Stable Manifold Theorems

Classical results by Hadamard (1901), Perron (1929)
Applications in modern optimization: Lee et al. (2016), Panageas & Piliouras (2017), Ahn et al. (2022)

Marginal Stability Phenomena

Cohen et al. (2021, 2022): marginal stability of gradient descent and adaptive methods
Andreyev & Beneventano (2024): extensions to stochastic algorithms

Sharpness Aware Minimization

Foret et al. (2021): original SAM algorithm
Andriushchenko & Flammarion (2022): USAM variants
Subsequent theoretical analyses: Zhou et al. (2025), Marion & Chizat (2024)

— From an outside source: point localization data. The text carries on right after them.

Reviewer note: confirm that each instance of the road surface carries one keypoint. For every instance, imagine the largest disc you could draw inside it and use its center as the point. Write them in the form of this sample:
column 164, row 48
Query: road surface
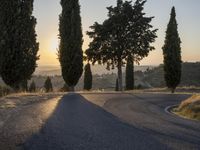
column 126, row 122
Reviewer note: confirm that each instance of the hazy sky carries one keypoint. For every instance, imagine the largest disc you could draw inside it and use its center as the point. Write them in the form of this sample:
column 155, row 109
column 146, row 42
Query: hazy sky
column 188, row 13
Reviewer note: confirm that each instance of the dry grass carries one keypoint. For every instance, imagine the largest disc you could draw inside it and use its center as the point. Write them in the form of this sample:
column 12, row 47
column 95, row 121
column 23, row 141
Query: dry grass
column 190, row 108
column 22, row 99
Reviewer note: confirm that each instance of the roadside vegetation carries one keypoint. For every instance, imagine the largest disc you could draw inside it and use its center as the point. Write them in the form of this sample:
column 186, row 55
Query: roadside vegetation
column 189, row 108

Conclusions and Discussion

Main Conclusions

Unified perspective: Successful optimizer training is essentially an eigenvalue filtering process, with different algorithms achieving varying degrees of filtering through hyperparameters
Theoretical extension: The generalized stable manifold theorem provides a powerful theoretical tool for understanding optimization algorithms
Practical guidance: Theoretical results provide principled guidance for designing new optimization algorithms

Limitations

Semi-algebraic assumption: While broadly applicable, still has certain limitations
Computational cost of new algorithms: Two-step USAM and Hessian USAM incur higher per-iteration computational costs
Batch normalization compatibility: The theoretical framework has not yet covered batch normalization operations

Future Directions

Extension to more general function classes: Explore theoretical extensions without semi-algebraic assumptions
Batch normalization theory: Extend the theoretical framework to architectures with batch normalization
Practical algorithm optimization: Reduce computational costs of new algorithms while maintaining theoretical advantages

In-Depth Evaluation

Strengths

Theoretical innovation: Provides a novel perspective for understanding optimization algorithms, shifting from "convergence proofs" to "convergence consequence analysis"
Unified framework: First to provide a unified theoretical framework for analyzing eigenvalue filtering behavior across multiple optimization algorithms
Practical value: Theoretical results directly guide new algorithm design and are validated experimentally
Technical rigor: Mathematical derivations are rigorous with clearly stated and reasonable assumptions

Weaknesses

Limited experimental scale: Experiments primarily conducted on relatively simple architectures and datasets; large-scale experimental validation is insufficient
New algorithm evaluation: Comprehensive performance evaluation (including generalization ability) of Two-step USAM and Hessian USAM requires further work
Theory-practice gap: Actual performance of SAM algorithms shows some discrepancy with theoretical predictions (e.g., strict saddle point issues)

Impact

Theoretical contribution: Provides new analytical tools and perspectives for optimization theory
Practical value: Offers principled guidance for optimization algorithm design
Cross-disciplinary significance: Connects dynamical systems theory with machine learning practice

Applicable Scenarios

Deep learning optimization: Particularly suitable for understanding and improving neural network training algorithms
Non-convex optimization: Provides new analytical tools for general non-convex optimization problems
Algorithm design: Guides design and analysis of novel optimization algorithms

References

This paper cites extensive related work, primarily including:

Classical dynamical systems theory literature
Modern optimization theory advances
Stability and generalization research in deep learning
Works on sharpness aware minimization
Theoretical and experimental studies on marginal stability phenomena

Overall Assessment: This is an excellent paper combining theoretical depth with practical value, providing new theoretical tools for understanding optimization phenomena in deep learning and demonstrating successful cases of theory-guided algorithm design. While there is room for improvement in large-scale experimental validation, its theoretical contributions and innovative perspective constitute important progress in optimization theory.